A weird smell inside the cabin

There’s nothing worse than the smell of mildew on a hot summer day. To keep your vehicle smelling its best, you will want to take out any wet or damp items, like towels, and allow the interior to air dry. Make sure you open all the doors and windows for the best results. If you can already smell mildew inside your car, there are many all-natural solutions you can try, including baking soda and coffee grounds.

A weak car battery

A mechanic testing a car battery.
A mechanic testing car battery | Jeffrey Greenberg/Education Images/Universal Images Group via Getty Images

When it’s hot outside, your battery will need to work harder. You will want to check your battery and make sure the plastic pieces are in good condition. Battery decline due to summer heat is one of the most common car problems in hotter parts of the season. When in doubt, it’s never a bad idea to call your local shop and get the battery tested. Trusted auto maintenance professionals from places like Firestone Complete Auto Care  recommend replacing this part every 3 to 5 years is ideal.

Worn out windshield wipers

Summer showers can get intense and lead to dangerous driving conditions. It’s important to inspect your windshield wipers before the rainy season, so you don’t get stuck in the middle of a storm. Pro tip? Replace them once every six months.

A broken or worn drive belt

The sun on a windshield in the summer heat.
Sun on the windshield in the summer hear | via Getty Images

A drive belt, also known as a serpentine belt, powers your engine’s accessories. Without it, some of the most important components of your vehicle won’t work. Most of the time, these belts can last anywhere between 60,000 and 100,000 miles. If you can’t remember the last time you’ve changed yours, set up a service appointment and have it taken care of.

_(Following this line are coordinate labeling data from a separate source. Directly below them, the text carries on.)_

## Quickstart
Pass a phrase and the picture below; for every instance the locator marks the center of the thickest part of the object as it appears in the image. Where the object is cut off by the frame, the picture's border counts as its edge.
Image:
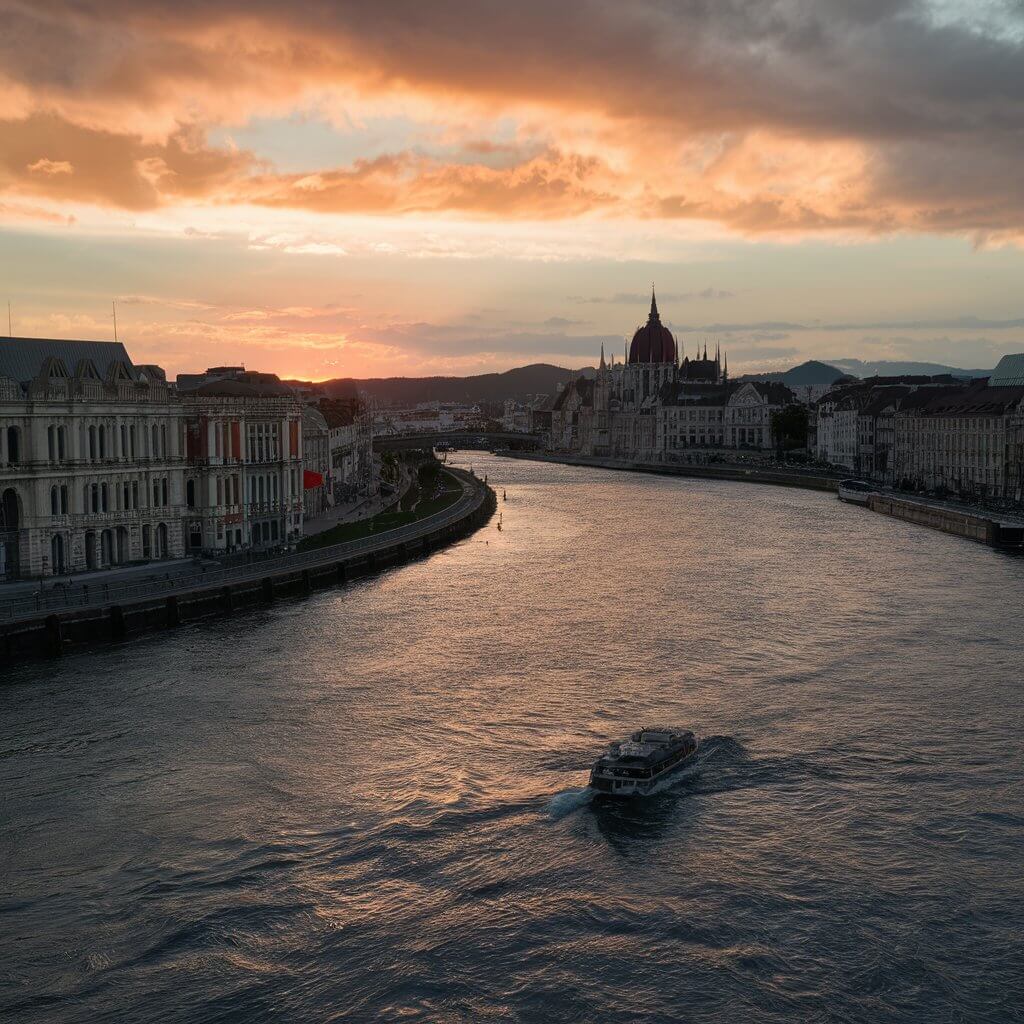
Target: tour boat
(644, 763)
(855, 492)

Under-inflated tires and blowouts

Having a flat tire in the middle of the summer months is not ideal. Those scorching temperatures can mess with your tires – meaning they can become overinflated and under-inflated at any point. Be sure to replace tires at the recommended mileage and check your tire pressure before heading out on your next weekend road trip.

An evaporative leak

In the heat, your fuel turns into a vapor and will increase the pressure in the fuel tank. The hotter it is, the more pressure can build up. And even the smallest leak can cause a warning light to pop up on your dash. If it happens to you, make sure your fuel cap is securely fastened. If that’s not the case, bring your car down to a local mechanic to be safe.

The most common car problems in summer heat

From increased tire maintenance to funky smells to battery stress, the summer heat can create some common car problems. By learning and preparing for what might happen, drivers can stay on top of their driving experience all summer long. Aren you planning for your next road trip? Or maybe you’re sitting in traffic on the commute home with summer’s hot rays shining down. Either way, you can have peace of mind knowing that you’ve done your due diligence in preventing some of the more common summertime issues.